Brasscraft like many others makes different grades of products. The quarter turn stops with the stainless steel ball cost a little more. I use the cheaper version with the plactic ball and maybe a few a year are defective. Food for thought, if you cut out the supply house they will cut out the referals.


----------



## user2090 (Sep 26, 2009)

easttexasplumb said:


> Brasscraft like many others makes different grades of products. The quarter turn stops with the stainless steel ball cost a little more. I use the cheaper version with the plactic ball and maybe a few a year are defective. Food for thought, if you cut out the supply house they will cut out the referals.
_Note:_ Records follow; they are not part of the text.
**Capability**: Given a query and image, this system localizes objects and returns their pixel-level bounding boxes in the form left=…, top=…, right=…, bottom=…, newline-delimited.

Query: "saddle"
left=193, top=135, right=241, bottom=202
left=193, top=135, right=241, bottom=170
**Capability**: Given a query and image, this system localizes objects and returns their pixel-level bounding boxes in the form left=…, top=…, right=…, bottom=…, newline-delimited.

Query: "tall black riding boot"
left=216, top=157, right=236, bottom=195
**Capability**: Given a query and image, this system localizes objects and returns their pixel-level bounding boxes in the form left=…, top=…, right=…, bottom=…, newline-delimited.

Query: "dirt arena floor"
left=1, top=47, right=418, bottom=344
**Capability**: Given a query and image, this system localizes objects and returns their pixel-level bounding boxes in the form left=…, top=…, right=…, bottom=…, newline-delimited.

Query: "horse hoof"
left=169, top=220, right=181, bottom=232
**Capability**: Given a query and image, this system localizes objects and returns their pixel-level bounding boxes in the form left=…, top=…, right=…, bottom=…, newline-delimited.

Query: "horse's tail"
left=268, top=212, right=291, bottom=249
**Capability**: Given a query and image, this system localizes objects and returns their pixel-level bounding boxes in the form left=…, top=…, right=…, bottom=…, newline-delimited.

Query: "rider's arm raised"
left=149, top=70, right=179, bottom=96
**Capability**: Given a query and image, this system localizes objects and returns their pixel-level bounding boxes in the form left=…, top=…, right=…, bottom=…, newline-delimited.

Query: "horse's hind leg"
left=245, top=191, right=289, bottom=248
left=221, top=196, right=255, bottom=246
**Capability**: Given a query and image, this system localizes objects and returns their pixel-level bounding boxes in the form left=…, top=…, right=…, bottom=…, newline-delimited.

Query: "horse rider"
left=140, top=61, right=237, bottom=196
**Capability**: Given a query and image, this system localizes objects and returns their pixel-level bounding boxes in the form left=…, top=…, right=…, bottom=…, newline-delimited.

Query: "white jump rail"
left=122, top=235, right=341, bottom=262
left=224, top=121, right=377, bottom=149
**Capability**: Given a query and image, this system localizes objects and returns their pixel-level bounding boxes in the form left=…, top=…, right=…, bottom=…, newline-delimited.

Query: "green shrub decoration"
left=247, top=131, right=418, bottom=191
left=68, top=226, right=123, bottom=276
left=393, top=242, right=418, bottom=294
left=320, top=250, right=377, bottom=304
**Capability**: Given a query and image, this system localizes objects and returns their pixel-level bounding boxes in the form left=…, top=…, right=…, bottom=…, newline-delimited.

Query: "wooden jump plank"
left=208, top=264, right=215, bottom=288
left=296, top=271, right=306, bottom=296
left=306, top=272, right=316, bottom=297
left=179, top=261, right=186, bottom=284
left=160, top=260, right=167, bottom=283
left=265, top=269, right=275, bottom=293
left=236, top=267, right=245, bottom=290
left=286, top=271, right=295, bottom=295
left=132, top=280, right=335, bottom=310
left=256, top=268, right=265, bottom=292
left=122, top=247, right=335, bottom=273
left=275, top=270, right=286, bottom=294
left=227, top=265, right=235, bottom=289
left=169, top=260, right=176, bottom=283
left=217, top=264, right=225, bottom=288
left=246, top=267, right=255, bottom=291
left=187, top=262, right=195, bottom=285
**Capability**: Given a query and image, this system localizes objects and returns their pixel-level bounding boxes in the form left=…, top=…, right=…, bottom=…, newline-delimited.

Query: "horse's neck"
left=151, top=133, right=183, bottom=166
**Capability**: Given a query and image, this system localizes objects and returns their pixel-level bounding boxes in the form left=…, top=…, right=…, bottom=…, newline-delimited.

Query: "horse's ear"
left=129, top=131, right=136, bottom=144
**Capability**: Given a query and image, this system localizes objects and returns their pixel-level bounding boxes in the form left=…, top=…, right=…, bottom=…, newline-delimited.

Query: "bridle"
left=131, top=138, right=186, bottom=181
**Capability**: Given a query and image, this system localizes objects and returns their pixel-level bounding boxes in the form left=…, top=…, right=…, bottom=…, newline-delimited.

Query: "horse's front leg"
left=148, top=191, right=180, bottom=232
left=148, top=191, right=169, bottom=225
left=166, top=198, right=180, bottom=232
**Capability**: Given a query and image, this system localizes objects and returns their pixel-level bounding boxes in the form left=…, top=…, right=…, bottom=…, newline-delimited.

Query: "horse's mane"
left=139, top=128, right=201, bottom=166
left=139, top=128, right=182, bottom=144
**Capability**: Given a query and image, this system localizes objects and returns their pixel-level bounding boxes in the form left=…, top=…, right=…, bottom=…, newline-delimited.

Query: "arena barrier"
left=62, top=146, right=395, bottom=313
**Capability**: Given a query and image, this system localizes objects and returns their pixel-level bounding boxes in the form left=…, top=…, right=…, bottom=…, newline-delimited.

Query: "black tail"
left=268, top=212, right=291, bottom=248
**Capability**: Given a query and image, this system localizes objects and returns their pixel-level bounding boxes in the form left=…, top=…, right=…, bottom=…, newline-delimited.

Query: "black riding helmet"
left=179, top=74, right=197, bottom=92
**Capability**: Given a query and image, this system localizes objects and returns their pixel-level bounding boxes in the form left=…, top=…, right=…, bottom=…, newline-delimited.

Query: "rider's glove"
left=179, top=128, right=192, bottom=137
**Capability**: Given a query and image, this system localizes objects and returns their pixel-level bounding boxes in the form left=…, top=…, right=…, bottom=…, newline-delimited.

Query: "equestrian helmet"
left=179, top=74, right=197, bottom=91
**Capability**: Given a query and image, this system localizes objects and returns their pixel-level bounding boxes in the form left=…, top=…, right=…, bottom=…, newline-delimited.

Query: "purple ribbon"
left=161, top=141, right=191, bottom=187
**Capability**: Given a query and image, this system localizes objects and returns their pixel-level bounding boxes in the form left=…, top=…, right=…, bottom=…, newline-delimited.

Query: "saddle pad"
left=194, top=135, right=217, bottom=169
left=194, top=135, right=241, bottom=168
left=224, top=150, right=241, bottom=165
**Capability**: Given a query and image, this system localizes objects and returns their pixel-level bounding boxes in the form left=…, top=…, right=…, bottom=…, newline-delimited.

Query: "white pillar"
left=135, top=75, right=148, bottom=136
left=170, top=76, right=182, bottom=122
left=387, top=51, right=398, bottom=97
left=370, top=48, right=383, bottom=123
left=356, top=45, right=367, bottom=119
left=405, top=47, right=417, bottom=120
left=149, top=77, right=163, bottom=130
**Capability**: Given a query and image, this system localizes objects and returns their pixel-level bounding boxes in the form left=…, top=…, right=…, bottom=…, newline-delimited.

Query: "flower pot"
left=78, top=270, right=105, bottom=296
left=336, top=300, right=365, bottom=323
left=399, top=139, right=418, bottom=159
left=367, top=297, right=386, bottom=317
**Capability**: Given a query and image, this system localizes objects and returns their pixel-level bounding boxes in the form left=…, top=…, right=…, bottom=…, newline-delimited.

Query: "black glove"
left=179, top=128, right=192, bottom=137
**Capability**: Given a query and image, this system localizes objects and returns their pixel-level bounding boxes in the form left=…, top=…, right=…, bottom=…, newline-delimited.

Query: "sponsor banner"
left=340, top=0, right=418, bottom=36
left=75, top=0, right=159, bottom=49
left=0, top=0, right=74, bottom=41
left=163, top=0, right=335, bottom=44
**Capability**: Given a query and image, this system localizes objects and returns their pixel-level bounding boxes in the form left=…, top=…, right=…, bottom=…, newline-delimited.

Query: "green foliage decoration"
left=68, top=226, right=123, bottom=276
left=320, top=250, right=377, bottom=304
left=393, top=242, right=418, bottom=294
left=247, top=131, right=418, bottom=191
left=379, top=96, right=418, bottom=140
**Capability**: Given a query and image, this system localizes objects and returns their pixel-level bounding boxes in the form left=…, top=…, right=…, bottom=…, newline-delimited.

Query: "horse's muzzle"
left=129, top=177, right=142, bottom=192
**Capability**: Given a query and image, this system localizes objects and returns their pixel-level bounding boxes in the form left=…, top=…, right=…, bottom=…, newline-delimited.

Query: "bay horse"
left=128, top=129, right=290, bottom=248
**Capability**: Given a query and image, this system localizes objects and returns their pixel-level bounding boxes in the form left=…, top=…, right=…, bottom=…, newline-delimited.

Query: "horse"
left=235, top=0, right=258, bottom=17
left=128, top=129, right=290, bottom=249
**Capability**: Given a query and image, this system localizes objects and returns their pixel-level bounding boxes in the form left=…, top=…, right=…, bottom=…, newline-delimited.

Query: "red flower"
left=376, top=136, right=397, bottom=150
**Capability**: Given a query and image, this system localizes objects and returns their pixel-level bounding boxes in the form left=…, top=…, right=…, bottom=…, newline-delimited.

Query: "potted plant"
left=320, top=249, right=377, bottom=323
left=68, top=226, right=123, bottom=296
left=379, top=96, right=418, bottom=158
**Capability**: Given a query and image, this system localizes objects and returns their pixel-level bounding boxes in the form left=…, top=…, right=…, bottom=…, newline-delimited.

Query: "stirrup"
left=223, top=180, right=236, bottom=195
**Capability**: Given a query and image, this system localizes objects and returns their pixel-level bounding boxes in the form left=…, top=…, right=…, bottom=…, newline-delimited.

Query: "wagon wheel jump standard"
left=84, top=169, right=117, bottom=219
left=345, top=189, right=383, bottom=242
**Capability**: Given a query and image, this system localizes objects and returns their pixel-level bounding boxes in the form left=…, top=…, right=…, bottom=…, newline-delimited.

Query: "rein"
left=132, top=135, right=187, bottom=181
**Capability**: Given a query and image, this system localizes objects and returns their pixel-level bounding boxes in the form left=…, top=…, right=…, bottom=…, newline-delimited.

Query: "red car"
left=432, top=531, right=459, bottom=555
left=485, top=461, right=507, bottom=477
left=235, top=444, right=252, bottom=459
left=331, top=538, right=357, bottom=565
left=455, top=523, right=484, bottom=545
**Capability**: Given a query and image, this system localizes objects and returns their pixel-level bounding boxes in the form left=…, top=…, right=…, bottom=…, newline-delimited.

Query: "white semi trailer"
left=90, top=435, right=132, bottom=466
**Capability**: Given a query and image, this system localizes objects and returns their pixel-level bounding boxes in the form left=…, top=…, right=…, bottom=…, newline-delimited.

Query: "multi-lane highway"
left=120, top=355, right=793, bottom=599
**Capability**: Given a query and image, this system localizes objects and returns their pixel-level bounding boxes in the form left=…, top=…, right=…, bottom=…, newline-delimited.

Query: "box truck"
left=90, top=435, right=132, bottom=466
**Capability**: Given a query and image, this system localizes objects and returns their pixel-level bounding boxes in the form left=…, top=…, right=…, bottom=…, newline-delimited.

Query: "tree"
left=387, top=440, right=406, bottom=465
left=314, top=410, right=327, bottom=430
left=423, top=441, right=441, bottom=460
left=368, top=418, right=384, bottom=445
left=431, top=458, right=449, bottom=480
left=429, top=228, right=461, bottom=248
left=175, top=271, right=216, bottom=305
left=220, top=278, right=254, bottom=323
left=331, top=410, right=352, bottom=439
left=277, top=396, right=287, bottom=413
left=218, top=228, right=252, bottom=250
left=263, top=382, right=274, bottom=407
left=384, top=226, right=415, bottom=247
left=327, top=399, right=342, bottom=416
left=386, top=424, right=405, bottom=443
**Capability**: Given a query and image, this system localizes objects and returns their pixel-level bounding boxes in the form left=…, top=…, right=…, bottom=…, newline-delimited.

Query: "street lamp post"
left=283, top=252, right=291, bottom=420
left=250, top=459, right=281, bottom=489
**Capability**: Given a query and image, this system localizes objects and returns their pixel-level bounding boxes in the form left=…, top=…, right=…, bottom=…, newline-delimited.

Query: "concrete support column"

I'm sure the supplier I bought them from carries only the cheapest they can get their hands on. 

As for the supply house, its a game to be played. Since I am a new business they cannot say for certain how well I am doing or not. I have been very careful to try and find a good balance to what I do. I give each enough business to let them know I exist.


----------



## Cal (Jun 17, 2008)

Will said:


> How much are the Dahl valves running?


 $5.50 + for a 1/4 turn 5/8 x 3/8 compression angle or straight .

Think WB Heavy duty 1/4 turn are around the same


----------



## Will (Jun 6, 2010)

Just installed that two handle Wolverine Brass Finale Lavatory faucet. The home owner loved it. I like the Single handle better(finale line) than the two, but both are awesome faucets.


----------